---
8. Indexing OLAP Data
Standard B-Tree indexes (used in OLTP) are often inefficient for Data Warehouses because they handle high cardinality (many unique values) well, but DW dimensions often have low cardinality (few unique values, like 'Male/Female' or 'States').
8.1 Bitmap Indexing
- Definition: An indexing method that uses a bit vector (string of 0s and 1s) for each unique value in a column.
- Mechanism:
- If a column has 3 values (Red, Green, Blue), the index creates 3 bitmaps.
- If Row 1 is Red, the 'Red' bitmap has a 1 at position 1. 'Green' and 'Blue' have 0.
- Advantages:
- Efficient for Low Cardinality: Perfect for Gender, Status, Region.
- Fast Boolean Operations: Queries like
WHERE Gender='Male' AND Region='West'are resolved by performing bitwise AND operations (extremely fast for CPUs). - Compression: Runs of zeros compress very well.
8.2 Join Indexing
- Problem: In a Star schema, joining the large Fact table to Dimension tables is expensive.
- Definition: A Join index pre-joins the foreign key in the Fact table with the attribute in the Dimension table.
- Mechanism: It stores pairs of RowIDs: (RowID of Fact Table, RowID of Dimension Table).
- Example: A join index on
Sales_Fact(Customer_ID)andCustomer_Dim(City). The index points directly from the City attribute to the relevant Fact table rows, bypassing the lookup in the Dimension table. - Benefit: Speeds up queries that filter on dimension attributes.
8.3 Bitmapped Join Index
- Definition: A hybrid index combining Bitmap and Join indexes.
- Mechanism: It creates a bitmap index on the Fact table's foreign key, but logically linked to the Dimension table's attribute.
- Use Case: Best for filtering queries on Dimension attributes with low cardinality against a massive Fact table.
- Query: "Count sales for Product Category 'Electronics'."
- Index: A bitmap where bit 1 corresponds to a Fact row belonging to Electronics.
- Performance: The database counts the 1s in the bitmap without even touching the Product Dimension table or scanning the Fact table rows.
8.4 Indexing Summary Table
| Index Type | Best Use Case | Mechanism | Performance Gain |
|---|---|---|---|
| B-Tree | High Cardinality (Unique IDs). | Tree structure of values to RowIDs. | Good for point lookups.
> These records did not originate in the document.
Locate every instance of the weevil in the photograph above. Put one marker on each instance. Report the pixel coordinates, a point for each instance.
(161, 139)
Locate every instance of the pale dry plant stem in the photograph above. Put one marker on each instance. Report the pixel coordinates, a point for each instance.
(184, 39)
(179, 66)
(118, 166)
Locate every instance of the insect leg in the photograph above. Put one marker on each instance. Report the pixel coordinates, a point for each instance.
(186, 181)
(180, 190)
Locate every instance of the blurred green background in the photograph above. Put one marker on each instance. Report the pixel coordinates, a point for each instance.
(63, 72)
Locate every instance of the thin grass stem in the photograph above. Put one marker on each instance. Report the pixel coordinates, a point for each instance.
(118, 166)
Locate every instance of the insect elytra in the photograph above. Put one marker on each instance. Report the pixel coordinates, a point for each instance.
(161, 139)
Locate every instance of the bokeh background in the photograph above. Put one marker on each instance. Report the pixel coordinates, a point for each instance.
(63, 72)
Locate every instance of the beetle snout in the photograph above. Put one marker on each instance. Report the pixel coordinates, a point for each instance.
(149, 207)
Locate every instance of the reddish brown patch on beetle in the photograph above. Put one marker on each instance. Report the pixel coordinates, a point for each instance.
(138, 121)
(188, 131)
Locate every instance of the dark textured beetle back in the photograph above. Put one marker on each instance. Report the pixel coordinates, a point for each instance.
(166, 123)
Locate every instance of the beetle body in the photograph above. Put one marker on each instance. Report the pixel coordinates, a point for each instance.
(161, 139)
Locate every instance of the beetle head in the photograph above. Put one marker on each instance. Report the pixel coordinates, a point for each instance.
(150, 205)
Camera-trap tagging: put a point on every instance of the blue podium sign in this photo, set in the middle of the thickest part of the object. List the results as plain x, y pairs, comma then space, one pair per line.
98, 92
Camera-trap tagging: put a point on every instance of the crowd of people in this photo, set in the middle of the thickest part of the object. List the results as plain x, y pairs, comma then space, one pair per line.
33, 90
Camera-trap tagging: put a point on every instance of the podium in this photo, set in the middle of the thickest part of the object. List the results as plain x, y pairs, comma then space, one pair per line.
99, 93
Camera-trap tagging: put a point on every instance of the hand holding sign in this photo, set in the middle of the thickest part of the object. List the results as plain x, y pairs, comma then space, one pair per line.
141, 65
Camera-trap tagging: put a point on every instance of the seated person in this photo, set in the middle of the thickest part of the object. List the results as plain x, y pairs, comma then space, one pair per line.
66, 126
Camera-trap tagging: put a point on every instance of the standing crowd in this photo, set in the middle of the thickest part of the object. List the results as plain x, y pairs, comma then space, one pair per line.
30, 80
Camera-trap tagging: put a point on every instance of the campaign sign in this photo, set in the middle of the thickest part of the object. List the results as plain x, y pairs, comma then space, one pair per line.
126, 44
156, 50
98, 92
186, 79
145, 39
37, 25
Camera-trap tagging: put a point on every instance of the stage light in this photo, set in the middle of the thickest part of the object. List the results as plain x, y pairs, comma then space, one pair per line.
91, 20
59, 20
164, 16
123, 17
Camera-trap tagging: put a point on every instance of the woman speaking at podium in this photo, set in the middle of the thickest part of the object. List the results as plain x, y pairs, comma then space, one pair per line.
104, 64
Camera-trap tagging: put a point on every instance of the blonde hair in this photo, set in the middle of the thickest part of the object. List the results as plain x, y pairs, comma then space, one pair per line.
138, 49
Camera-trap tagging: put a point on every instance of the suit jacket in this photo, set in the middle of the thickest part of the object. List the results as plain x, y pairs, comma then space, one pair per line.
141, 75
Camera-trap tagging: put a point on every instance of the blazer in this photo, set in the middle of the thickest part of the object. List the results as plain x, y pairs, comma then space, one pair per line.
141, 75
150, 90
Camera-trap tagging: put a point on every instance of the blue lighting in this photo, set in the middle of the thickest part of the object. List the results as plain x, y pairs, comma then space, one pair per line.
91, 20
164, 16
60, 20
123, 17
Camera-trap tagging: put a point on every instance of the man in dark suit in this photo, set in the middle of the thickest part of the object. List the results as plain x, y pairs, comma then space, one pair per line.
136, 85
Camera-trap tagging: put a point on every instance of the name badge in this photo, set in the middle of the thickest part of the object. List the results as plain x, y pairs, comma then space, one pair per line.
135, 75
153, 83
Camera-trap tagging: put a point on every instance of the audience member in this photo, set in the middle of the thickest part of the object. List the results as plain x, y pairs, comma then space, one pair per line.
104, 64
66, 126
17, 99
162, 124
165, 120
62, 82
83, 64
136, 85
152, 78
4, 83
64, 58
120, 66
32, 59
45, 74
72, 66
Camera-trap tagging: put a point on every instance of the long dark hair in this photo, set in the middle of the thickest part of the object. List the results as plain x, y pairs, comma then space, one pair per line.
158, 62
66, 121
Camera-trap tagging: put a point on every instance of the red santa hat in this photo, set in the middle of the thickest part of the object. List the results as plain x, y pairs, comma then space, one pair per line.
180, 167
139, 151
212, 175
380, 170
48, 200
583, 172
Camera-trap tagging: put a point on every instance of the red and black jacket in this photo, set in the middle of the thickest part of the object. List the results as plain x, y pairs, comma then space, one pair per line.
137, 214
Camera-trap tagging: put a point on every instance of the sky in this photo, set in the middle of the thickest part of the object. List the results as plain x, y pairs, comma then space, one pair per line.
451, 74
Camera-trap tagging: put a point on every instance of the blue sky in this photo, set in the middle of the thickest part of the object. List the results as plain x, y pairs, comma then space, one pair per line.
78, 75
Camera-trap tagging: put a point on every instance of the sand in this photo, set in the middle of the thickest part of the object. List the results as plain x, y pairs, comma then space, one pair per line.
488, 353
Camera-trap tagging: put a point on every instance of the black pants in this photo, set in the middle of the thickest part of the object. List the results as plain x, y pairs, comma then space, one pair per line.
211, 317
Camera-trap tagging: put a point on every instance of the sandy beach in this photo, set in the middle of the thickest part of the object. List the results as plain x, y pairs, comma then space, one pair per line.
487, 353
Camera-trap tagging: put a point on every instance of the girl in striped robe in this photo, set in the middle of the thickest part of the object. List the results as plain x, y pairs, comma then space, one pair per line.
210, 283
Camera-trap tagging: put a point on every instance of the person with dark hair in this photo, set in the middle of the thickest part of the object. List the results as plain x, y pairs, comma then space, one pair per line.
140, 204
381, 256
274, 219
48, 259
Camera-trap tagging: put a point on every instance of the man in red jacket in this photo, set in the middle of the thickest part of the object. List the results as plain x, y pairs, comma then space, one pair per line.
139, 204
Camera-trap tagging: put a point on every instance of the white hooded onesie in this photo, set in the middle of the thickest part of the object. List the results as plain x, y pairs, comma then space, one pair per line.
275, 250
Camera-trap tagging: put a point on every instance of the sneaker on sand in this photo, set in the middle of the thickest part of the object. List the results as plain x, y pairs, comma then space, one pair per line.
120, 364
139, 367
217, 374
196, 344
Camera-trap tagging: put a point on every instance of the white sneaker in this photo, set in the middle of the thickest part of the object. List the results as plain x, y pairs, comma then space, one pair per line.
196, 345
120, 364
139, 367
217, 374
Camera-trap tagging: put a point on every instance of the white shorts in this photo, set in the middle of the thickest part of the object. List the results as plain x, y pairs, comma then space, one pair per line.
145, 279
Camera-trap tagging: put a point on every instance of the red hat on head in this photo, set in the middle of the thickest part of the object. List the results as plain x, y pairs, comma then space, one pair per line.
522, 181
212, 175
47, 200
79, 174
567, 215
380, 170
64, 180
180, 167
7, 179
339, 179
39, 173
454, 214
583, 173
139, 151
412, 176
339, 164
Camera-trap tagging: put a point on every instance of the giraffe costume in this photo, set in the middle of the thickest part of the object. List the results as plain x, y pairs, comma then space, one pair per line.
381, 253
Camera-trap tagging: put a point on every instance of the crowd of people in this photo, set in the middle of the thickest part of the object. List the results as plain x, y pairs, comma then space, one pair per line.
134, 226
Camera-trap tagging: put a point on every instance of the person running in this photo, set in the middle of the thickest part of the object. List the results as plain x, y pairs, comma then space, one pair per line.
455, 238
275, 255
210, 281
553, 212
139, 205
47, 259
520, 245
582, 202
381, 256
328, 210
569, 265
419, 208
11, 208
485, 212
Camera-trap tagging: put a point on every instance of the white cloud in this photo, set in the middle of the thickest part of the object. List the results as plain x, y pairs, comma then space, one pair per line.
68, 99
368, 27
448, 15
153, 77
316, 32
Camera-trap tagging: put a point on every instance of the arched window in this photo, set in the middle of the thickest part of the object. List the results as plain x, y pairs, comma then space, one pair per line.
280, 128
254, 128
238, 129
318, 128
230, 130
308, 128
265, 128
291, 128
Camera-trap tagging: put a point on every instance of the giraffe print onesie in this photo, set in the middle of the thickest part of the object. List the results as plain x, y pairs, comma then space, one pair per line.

Bad for warehousing. |
| Bitmap | Low Cardinality (Gender, Status). | Bit vectors (0/1) for each value. | Massive speedup for AND/OR queries. |
| Join Index | Star Schema Joins. | Pre-joined RowID pairs. | Avoids runtime table joins. |
| Bitmapped Join | Star Schema filtering on Dimensions. | Bitmap on Fact linked to Dimension attribute. | Fastest for analytical filtering. |
---
Summary of Unit II
Unit II focuses on the operational layer of Data Warehousing.
- OLAP provides the interactive interface for analysis, transforming static data into dynamic cubes.
- OLAP Operations (Slice, Dice, Roll-up, Drill-down) provide the navigational tools for business users to explore data hierarchies.
- Server Architectures (ROLAP, MOLAP, HOLAP) offer trade-offs between the scalability of relational storage and the speed of multidimensional arrays.
- Implementation relies heavily on strategies to manage data volume, particularly through Efficient Computation (Iceberg cubes, partial pre-computation) to handle the exponential nature of aggregations.
- Query Processing and Indexing (specifically Bitmap and Join indexes) ensure that analytical queries return results in seconds, even when scanning billions of rows.